Asness thinks Nassim Taleb is right about the increasing frequency of Black Swan events. And quants still face severe threats from market volatility: according to a report from Morgan Stanley, quant funds betting against momentum stocks in Europe took a beating in early January that reminded many of the 2007 crisis, causing as much as a 10 percent overall loss. "In only a few days," the report said, a number of quants "experienced unprecedented losses in seemingly 'normal' market conditions." But Asness thinks the episode was overblown, and says AQR was unaffected by it. And he does not believe that quants, or other more traditional hedge funds, had any role in the catastrophic events of 2008. "The crash was about credit and real estate," he said. (That seems to be the conventional wisdom, at least as reflected by the report of the Financial Crisis Inquiry Commission.) "If you look at our history--even AQR's aggressive hedge funds--we've made money, and we have smoothed the path," he said.

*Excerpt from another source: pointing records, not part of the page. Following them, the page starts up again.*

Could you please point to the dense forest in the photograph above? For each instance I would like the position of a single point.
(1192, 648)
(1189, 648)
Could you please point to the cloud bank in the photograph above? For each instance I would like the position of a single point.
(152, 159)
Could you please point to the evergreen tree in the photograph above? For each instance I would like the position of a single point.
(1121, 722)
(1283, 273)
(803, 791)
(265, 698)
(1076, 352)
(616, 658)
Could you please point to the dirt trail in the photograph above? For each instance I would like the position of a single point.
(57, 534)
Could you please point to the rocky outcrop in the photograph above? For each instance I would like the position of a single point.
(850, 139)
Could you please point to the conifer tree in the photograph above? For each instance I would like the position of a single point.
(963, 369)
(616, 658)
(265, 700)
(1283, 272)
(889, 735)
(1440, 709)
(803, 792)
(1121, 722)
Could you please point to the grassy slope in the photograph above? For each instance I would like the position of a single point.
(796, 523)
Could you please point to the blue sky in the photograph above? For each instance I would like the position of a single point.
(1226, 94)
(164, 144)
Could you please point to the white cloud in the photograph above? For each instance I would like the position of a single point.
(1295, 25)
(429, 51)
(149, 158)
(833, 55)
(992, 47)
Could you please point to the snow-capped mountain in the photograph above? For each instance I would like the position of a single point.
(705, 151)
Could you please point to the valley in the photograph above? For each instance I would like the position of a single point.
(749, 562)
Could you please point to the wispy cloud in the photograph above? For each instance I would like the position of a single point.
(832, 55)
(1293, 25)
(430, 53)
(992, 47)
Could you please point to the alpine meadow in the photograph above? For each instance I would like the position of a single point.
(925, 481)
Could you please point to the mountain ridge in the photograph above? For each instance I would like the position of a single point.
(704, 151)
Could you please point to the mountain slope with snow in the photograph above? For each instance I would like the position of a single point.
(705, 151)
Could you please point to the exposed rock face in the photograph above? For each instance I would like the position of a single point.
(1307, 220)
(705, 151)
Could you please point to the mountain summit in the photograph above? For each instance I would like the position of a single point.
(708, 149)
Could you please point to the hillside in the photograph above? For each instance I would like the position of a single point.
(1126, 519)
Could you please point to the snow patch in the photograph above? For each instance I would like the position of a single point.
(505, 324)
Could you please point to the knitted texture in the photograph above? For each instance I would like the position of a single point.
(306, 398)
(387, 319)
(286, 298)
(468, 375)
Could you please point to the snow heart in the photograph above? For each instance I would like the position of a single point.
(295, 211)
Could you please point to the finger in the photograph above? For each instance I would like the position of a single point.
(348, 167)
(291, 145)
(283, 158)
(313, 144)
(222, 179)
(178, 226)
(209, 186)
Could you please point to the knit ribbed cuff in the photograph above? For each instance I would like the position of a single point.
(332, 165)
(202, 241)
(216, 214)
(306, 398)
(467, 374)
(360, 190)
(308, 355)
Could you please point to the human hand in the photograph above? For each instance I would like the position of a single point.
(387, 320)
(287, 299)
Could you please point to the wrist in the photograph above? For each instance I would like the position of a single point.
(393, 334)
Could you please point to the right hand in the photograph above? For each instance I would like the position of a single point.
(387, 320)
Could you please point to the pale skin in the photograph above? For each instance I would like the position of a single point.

They've also made themselves fabulously rich--beyond anything they could have imagined--and proved to themselves the wisdom of Kabiller's original vision. Asness thinks AQR has as much chance as anyone of predicting and protecting against the next Black Swan. Even so, he and his partners are occasionally given to intense periods of introspection, wondering whether the quantitative approach really still works. "I do have a recurring nightmare about being hacked to death by a pack of rabid black swans," he said. "What do you think that means? Seriously, anyone, quant or not, with a shred of intellectual honesty recognizes that there is some chance their historical success is just luck."
Still, he thinks AQR and the other quants have bounced back, from crisis after crisis in the markets, for one very important reason. "We had to first convince ourselves we were right," he said. And so they have.